Perhaps more importantly, we can create incredible financial value if we invest small amounts of agile capital into growing businesses and complement it with high-powered human capital via these operator-investors. BCG wrote that “investors that broaden their horizons will find abundant investment targets. Great opportunities in Africa are with smaller companies that are growing fast—and have the potential to grow much further with infusions of outside capital and management help.”

Unfortunately, most investment firms I speak with do not aim for innovative strategies but lament the many hurdles to investing. As Chamath Palihapitiya put it, often when you work at a VC or PE fund, your job is not so much “investor” as it is “investor relations.” This is again why I propose the operator-investor model: we need to allocate capital that will propel a wide funnel of people whom we can train as managers and as leaders in myriad industries.
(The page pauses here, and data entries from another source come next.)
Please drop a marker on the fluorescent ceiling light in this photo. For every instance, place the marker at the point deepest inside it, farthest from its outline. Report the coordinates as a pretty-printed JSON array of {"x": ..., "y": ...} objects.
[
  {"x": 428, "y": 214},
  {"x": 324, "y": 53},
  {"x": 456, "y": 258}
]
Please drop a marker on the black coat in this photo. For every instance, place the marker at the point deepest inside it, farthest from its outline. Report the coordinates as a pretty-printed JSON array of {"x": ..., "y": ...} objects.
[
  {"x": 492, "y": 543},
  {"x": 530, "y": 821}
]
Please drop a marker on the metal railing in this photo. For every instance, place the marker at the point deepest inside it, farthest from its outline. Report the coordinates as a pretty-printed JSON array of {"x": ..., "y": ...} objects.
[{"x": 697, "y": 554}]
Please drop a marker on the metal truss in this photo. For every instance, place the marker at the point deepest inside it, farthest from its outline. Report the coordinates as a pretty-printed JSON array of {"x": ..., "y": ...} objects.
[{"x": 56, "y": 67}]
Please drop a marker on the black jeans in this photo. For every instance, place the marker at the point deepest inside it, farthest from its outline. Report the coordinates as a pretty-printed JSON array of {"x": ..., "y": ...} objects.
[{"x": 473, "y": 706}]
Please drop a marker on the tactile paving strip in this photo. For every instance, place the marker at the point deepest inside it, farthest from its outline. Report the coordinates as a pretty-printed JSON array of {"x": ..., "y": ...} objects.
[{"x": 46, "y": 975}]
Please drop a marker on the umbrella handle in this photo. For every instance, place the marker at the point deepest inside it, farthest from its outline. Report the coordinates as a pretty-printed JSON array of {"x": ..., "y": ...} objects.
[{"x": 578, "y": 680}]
In the Secha Capital portfolio alone, we have two recent market comparables in WUKINA and Stoffelberg Biltong, both of whom have raised less than $1M in outside capital, but can create huge returns thanks in part to the operator-investor model: WUKINA is “Africa's Avon for Wigs,” similar to the $40M VC-backed Mayvenn in the US, and Stoffelberg Biltong’s US comparable, Strye, just went public via a $170M SPAC deal. These are but two examples in sectors that are “old” and “unsexy,” but large. WUKINA and Stoffelberg are growing because they offer a great product, some innovation, and great execution via the entrepreneur and the Secha operator-investor.

It’s clear that there are many more companies out there like this in Africa. They just need a little bit of growth capital and human capital. We need to enable Africa’s best and brightest to become an arsenal of operator-investors to find, fund, and grow businesses on the continent for impact and returns!